Мы оказались на улице и притаились. Толстяк испуганно таращил глаза.
— Как же так, за такими вещами надо следить! — послышался приближающийся голос нашего директора. — А если бы вода попала в розетку? Представляете, что бы произошло? Остался бы весь лагерь без света…
— Я совершенно не специально, Савелий Иннокнетьевич, — отвечала женщина.
Она не возмущалась и не оправдывалась, голос её был, на удивление, очень мягким и спокойным. Я рискнул, поднялся на цыпочки и решил подсмотреть, как дальше будут развиваться события. Заглядывал не в окно кухни, а в соседнее окно, там директор и мама Сени остановились. Они стояли друг против друга, и, как мне показалось, расстояние между ними было далеко не рабочим. Опа…
— Че там, — зашептал Сеня, боясь высунуть нос.
— Порядок, не переживай.
Я подумал, что ему, во избежание лишних вопросов, смотреть в окошко как раз-таки не надо.

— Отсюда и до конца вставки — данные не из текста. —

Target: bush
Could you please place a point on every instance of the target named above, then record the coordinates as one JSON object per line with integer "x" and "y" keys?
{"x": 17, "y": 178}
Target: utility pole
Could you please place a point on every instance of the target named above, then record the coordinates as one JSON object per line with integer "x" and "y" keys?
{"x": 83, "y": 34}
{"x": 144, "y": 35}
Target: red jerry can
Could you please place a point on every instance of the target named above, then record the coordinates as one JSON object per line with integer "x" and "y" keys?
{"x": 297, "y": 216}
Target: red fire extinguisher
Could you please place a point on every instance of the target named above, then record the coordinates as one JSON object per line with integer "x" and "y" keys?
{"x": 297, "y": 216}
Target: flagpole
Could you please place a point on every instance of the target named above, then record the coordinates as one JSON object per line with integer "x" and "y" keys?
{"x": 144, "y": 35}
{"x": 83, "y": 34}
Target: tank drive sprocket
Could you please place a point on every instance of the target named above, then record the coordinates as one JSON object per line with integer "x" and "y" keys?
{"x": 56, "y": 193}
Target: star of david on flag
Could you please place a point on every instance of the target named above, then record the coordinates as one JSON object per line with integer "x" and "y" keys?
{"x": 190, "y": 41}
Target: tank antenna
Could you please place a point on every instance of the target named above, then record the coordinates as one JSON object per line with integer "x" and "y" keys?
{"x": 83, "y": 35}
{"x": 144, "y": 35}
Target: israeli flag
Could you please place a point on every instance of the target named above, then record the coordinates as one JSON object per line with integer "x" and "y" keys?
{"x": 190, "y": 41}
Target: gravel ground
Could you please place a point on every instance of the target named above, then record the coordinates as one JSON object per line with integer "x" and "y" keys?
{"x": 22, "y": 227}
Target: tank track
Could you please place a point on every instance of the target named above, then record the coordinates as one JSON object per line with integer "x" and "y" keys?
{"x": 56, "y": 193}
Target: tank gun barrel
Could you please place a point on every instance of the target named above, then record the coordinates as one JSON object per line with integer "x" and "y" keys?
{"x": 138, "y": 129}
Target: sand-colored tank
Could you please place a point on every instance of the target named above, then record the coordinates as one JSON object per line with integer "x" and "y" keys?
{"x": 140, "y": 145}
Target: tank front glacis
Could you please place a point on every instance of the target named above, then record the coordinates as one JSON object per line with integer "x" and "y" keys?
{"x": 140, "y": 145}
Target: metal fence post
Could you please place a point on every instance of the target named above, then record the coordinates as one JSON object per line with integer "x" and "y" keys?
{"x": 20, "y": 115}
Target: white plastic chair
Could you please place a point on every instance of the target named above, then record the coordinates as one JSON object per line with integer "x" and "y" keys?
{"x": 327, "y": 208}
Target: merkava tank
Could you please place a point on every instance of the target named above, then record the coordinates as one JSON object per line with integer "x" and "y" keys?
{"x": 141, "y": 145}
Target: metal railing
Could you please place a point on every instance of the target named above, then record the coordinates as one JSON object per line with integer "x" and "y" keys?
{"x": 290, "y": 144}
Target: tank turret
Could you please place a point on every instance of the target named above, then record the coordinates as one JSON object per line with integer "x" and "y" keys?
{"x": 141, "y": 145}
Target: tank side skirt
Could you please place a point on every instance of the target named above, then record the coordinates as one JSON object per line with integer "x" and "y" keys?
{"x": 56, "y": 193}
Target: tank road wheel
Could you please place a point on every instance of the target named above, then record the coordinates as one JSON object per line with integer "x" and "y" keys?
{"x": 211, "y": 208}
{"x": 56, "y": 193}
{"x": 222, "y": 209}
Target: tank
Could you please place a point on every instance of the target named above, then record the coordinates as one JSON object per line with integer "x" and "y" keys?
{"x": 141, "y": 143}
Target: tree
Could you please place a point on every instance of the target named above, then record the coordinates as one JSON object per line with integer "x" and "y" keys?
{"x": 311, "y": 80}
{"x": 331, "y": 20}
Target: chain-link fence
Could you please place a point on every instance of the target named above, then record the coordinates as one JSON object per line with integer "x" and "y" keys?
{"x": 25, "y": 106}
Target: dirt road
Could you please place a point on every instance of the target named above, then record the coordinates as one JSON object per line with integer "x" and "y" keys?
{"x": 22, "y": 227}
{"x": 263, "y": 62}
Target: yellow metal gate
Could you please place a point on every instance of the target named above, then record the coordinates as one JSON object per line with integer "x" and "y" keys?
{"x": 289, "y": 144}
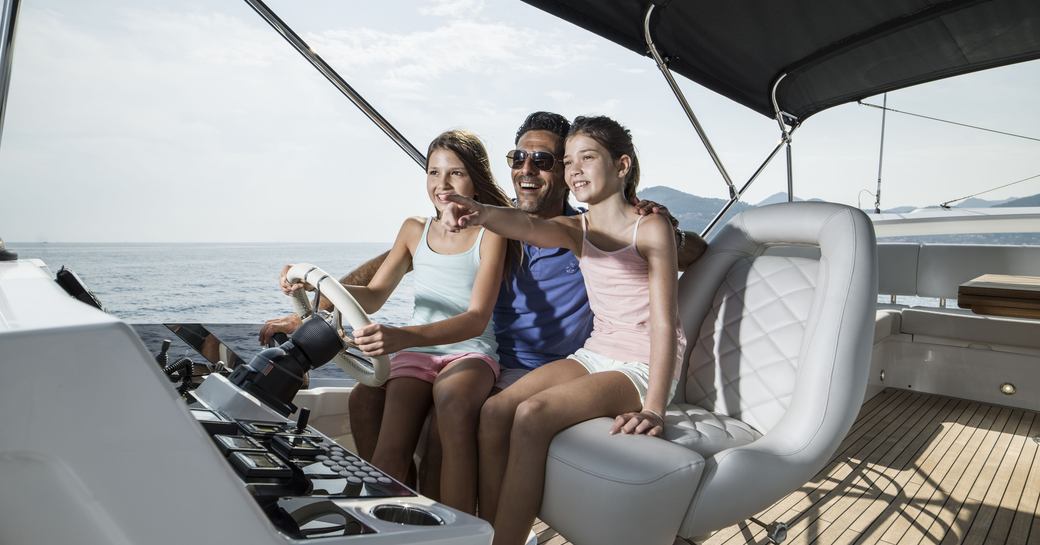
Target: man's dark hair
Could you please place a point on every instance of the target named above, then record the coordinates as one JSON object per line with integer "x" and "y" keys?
{"x": 545, "y": 121}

— Ми-и-их… — вдруг еле выдавил он.
— Да чего? — раздраженно огрызнулся я.
— Я, кажись, футболку на кухне оставил…
Мне захотелось хлопнуть себя ладонью по лбу. Ну вот какого, спрашивается? Кто же оставляет такие улики⁈
— Может, пока они не пришли, я слажу?
— Да сиди уже, лазальщик, — я вздохнул, понимая, что если хочешь что-то сделать хорошо, сделай это сам.
Если запустить на кухню толстяка, то он с перепугу, как слон в посудной лавке, половину кухни разнесет. А попадаться нам нельзя, иначе придется за ворованные с колхоза плоды объясняться.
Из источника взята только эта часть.